Molti non capirono fino in fondo l’importanza de “La banalità del male”, né la profondità e la razionalità del ragionamento dell’autrice, in grado di separare il bene dal male, di vedere oltre il dolore pur senza dimenticarlo. Hannah Arendt divenne il bersaglio di aspre critiche e di accese polemiche, ma non si fermò.

Era convinta che si potesse, anzi, si dovesse osservare e giudicare tanto il presente quanto il passato, formulando teorie nate sul terreno fertile di una mente libera e attenta. Per tutta la vita si interrogò sul ruolo politico dei cittadini, sui diritti degli uomini in generale e delle minoranze in particolare, sui concetti di politica e di potere, sull’espressione diretta di questi nella società e sul valore della democrazia. Continuò a scrivere e a tenere lezioni anche dopo la morte del marito, avvenuta nel 1970. Fino all’ultimo.

La sua ultima opera, rimasta incompiuta, è “La vita della mente” (1978). Hannah si chiese quale fosse il ruolo del pensiero nella politica, ma anche nell’esistenza umana. Pensare è compito di ognuno di noi; un diritto, ma anche un dovere e una responsabilità. La mancanza di pensiero porta al totale annichilimento e, di conseguenza, alla morte del bene.

Dobbiamo imparare a coltivare la nostra capacità di discernimento, porre continuamente domande, riflettere, avere dubbi, soprattutto nei confronti di “verità preconfezionate” che ci vengono presentate come uniche e immutabili.

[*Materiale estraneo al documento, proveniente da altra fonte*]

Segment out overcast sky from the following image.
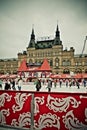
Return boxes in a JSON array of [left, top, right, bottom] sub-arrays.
[[0, 0, 87, 59]]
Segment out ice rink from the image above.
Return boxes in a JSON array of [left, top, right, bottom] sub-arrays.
[[1, 81, 87, 93]]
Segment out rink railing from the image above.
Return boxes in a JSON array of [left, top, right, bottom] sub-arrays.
[[0, 90, 87, 130]]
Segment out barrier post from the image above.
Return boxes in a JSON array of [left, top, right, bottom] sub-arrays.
[[30, 93, 34, 130]]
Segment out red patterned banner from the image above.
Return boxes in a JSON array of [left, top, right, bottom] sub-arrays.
[[34, 93, 87, 130], [0, 91, 32, 129], [0, 91, 87, 130]]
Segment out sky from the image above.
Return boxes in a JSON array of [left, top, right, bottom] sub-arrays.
[[0, 0, 87, 59]]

Solo questo può salvarci dallo svilimento e dallo sgretolamento del pensiero e del mondo. Il pensiero di Hannah Arendt, basato sull’analisi diretta degli eventi, è attualissimo, un monito per i nostri tempi confusi e le nostre menti troppo spesso distratte dal nulla.


Bibliografia

Cristina Sanchez, “Hannah Arendt. La politica in tempi bui”, Hachette, 2015;

Boella Laura, “Hannah Arendt. Agire politicamente. Pensare politicamente”, Feltrinelli, 1995;

Arendt Hannah, “La banalità del male”, Feltrinelli, 2015;

Arendt Hannah, “Le origini del totalitarismo”, Einaudi, 2009.